Memphis moved uncertainly into the room and closed the door. "Look out that chair doesn't push back," she said.
Marc laughed nervously and got to his feet. "I slipped," he said.
"Well," Memphis said resignedly, "since you've already cracked, I guess these can't hurt you too much." She extended a hand full of papers and dropped them on the desk. "Bills," she announced.
"The show?" Marc asked soberly.
Memphis nodded. "I dropped in at rehearsal last night, just out of morbid curiosity." She said it in a tone of voice generally reserved for use in funeral parlors and morgues. "I caught one of Julie's numbers." A look of utmost discomfort rested curiously on her ruddy face. "Sorry, Mr. Pillsworth."
Obviously Memphis was acting as the close friend who always consoles the bereaved.
Marc didn't know when the bug of theatrical ambition had begun to gnaw at the foundations of his home, but he was willing to bet an attractive sum that the craven little termite had been at its ravenous work for years, considering the matrimonial and financial devastation its insidious activities had wrought in just the last few weeks.
Julie's days as a model and "lady of the chorus" had dawned and waned long before Marc had ever met her. And that being the case, he was all too willing to forgive and forget them. Even in moments of domestic stress, when their handsome ghosts stalked arrogantly through his parlor, bedroom and bath, keeping Julie company as she proclaimed her intention to leave him and resume her "career" ... even then he refused to pay them any serious attention.

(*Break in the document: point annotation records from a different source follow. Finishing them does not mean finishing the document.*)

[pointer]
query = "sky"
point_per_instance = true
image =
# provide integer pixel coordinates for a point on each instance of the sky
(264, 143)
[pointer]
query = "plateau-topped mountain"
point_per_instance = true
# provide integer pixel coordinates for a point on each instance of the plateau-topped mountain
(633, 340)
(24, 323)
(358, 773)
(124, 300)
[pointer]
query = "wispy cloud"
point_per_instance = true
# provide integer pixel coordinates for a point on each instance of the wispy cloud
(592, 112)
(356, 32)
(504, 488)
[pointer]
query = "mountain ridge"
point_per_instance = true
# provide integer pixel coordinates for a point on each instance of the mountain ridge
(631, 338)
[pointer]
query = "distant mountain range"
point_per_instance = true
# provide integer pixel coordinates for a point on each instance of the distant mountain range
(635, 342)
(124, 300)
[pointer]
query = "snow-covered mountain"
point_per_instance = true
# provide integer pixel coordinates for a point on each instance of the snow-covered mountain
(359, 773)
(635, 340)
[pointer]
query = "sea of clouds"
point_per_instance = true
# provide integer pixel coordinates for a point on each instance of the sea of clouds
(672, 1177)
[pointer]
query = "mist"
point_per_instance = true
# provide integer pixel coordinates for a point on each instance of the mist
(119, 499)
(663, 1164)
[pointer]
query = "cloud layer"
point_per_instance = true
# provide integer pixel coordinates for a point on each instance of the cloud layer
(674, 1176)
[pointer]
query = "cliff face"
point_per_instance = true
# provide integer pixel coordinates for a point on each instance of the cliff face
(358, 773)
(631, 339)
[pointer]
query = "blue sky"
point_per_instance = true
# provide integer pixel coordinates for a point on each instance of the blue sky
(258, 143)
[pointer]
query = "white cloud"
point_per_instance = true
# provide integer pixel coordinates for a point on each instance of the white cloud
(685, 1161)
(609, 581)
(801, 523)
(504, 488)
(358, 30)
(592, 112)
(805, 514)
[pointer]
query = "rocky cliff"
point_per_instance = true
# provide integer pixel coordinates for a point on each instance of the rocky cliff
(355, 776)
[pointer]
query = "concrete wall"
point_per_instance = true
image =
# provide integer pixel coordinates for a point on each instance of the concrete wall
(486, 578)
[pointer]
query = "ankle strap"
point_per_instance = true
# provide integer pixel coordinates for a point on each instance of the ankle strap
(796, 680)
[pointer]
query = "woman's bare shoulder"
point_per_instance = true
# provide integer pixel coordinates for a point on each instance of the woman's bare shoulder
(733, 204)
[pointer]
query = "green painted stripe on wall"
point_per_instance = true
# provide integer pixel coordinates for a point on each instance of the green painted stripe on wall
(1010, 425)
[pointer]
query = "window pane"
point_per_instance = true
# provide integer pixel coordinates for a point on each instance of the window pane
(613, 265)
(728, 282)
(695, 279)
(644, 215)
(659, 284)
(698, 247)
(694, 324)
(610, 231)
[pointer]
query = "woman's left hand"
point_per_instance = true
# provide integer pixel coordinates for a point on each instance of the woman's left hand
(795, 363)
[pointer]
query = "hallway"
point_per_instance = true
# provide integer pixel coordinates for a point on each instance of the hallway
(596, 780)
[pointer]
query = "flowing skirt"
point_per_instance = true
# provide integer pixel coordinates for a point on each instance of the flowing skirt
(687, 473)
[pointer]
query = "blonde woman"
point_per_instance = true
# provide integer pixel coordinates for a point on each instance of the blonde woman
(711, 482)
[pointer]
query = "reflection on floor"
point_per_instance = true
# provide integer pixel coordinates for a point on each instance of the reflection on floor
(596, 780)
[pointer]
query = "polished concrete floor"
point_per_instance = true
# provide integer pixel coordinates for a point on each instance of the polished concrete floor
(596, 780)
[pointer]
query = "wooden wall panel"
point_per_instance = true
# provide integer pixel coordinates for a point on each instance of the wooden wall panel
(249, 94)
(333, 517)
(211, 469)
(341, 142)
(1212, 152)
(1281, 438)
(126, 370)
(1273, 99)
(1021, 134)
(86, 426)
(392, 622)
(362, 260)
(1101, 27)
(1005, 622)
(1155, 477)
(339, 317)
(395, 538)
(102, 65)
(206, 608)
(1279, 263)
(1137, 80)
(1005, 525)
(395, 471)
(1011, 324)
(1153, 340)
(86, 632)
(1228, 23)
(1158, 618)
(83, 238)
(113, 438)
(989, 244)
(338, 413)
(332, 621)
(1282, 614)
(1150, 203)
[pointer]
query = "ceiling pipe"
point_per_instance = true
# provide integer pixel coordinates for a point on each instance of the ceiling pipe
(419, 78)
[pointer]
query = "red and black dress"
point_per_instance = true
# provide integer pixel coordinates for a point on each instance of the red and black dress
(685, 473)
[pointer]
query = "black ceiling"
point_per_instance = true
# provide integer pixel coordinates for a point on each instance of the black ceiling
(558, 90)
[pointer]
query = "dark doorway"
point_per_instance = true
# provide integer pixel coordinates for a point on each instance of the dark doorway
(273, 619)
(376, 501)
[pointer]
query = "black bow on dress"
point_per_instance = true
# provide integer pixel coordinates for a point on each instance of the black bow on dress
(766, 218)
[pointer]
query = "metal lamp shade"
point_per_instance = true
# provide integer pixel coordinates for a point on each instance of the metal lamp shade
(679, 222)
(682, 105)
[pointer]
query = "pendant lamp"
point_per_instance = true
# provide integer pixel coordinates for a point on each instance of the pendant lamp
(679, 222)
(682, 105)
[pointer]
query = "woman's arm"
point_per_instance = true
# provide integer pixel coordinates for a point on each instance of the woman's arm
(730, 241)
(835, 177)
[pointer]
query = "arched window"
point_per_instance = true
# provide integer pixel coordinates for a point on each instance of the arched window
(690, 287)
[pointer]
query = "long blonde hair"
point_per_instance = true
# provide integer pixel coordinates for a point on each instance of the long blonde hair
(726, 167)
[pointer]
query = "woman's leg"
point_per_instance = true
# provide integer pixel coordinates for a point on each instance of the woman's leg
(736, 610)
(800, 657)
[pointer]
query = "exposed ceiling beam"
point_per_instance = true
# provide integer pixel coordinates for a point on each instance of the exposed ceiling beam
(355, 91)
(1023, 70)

However, he might have displayed more wisdom had he given those days all the studied attention due a plan of atomic control, particularly during the last few months, during which, in Julie's reminiscences, they had taken on a more intense, misty-eyed glamour. But what Marc didn't know was that one of Julie's erstwhile chorus girl friends had recently arrived at a rather spectacular Broadway success.